L'homme d'affaires Babiš siège sans interruption au gouvernement tchèque depuis 2014 et est Premier ministre depuis 2017. Il est également le patron d'Agrofert, un grand groupe qui commercialise des produits chimiques agricoles. Il a formellement placé son contrôle dans deux sociétés holding, mais conserve lui-même toute l'autorité sur ces dernières.
Le Parlement européen est préoccupé depuis longtemps par la situation en Tchéquie, où sous Babiš un conflit d'intérêts s'est développé entre le gouvernement et les entreprises. Les conclusions portent sur des subventions injustifiées provenant des fonds régionaux de l'UE, et une enquête distincte est en cours concernant les fonds agricoles reçus par la société de Babiš.
La députée européenne néerlandaise Lara Wolters (PvdA) a co-rédigé un rapport à ce sujet pour la commission de contrôle budgétaire (CONT). Une résolution sera soumise au vote au Parlement le mois prochain. Les chefs de gouvernement et d'État ont refusé ces dernières années de se prononcer sur leur collègue Babiš.
Cette affaire a également contribué à ce qu'une limite puisse être imposée aux paiements destinés aux grandes exploitations agricoles dans la nouvelle politique agricole commune (PAC), et que les fonds de la PAC soient répartis entre plusieurs bénéficiaires.

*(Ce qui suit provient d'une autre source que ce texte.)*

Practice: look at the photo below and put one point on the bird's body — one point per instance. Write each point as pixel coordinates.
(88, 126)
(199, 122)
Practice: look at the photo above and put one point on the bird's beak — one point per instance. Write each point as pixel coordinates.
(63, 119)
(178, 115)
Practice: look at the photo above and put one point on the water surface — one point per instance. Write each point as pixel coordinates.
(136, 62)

Certaines députés européens estiment que l’affaire Babiš ne doit pas servir d'argument pour étendre les contrôles de l’UE et affirment que les pays membres devraient mieux contrôler cela eux-mêmes. D’autres disent que la pratique prouve exactement le contraire.

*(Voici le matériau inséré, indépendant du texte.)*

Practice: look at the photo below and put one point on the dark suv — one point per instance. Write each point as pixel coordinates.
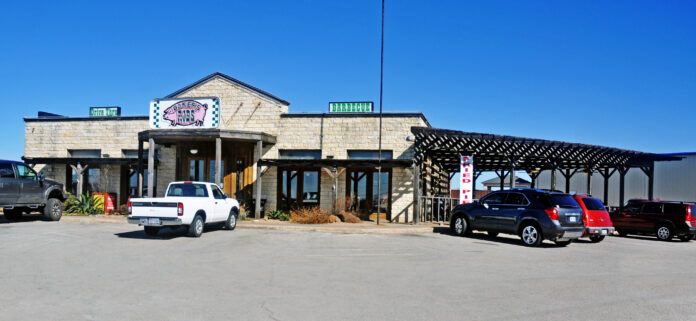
(532, 214)
(661, 218)
(24, 191)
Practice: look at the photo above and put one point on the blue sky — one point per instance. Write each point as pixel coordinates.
(614, 73)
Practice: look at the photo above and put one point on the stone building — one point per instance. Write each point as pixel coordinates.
(297, 159)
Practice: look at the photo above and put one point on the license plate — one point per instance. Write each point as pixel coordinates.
(150, 221)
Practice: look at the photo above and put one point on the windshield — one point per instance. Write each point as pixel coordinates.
(593, 204)
(188, 190)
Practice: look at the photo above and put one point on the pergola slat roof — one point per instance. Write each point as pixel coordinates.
(500, 152)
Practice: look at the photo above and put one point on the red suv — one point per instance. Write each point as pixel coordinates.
(596, 217)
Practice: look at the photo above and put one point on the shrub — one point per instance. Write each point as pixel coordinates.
(349, 217)
(278, 215)
(86, 204)
(312, 215)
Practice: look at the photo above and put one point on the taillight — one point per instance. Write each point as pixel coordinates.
(688, 215)
(552, 213)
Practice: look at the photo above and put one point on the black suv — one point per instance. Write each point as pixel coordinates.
(532, 214)
(661, 218)
(24, 191)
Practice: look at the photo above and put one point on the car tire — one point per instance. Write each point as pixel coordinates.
(664, 232)
(562, 243)
(231, 222)
(152, 230)
(12, 215)
(459, 225)
(196, 227)
(596, 238)
(531, 235)
(53, 210)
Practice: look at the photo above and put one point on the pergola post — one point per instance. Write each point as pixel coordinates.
(257, 203)
(218, 160)
(140, 168)
(151, 168)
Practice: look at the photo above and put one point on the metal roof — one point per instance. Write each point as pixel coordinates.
(499, 152)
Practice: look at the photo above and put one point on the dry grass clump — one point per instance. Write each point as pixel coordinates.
(349, 217)
(312, 215)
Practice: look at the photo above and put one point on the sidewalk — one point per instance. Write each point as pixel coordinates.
(342, 228)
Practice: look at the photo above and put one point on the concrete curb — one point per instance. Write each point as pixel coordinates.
(340, 229)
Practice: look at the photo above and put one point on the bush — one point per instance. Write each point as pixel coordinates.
(278, 215)
(312, 215)
(86, 204)
(349, 217)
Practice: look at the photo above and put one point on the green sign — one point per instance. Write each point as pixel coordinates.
(104, 111)
(351, 107)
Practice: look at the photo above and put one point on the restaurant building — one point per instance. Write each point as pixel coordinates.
(222, 130)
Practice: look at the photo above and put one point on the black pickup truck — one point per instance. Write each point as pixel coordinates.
(24, 191)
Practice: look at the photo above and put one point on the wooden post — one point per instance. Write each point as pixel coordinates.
(257, 203)
(151, 168)
(218, 160)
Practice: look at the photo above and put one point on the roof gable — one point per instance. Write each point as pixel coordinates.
(240, 83)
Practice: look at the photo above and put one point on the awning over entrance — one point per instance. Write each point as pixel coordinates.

Selon l’eurodéputée du PvdA Lara Wolters, il est maintenant établi que Babiš est capable de soutenir sa propre entreprise avec de l'argent public européen. En 2018, 2019 et 2020, le Parlement européen a déjà adopté des résolutions signalant les abus des fonds agricoles européens en Tchéquie et l'implication possible du Premier ministre Babiš.

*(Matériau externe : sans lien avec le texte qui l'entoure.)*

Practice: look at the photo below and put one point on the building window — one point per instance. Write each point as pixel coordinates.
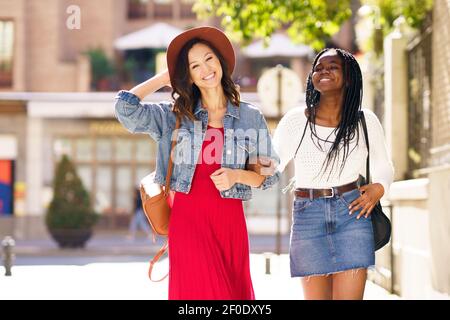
(110, 168)
(186, 9)
(6, 52)
(137, 9)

Le Parlement demandait aussi davantage de transparence sur les bénéficiaires des fonds européens. Actuellement, les États membres ne sont pas obligés de révéler qui reçoit des subventions agricoles, mais la REU le fait désormais partiellement. C’est en partie grâce à cela qu’il est devenu clair que dans de nombreux pays de l’UE, les subventions agricoles (« euros par hectare ») ont principalement bénéficié ces dernières années à un petit nombre de grands propriétaires fonciers.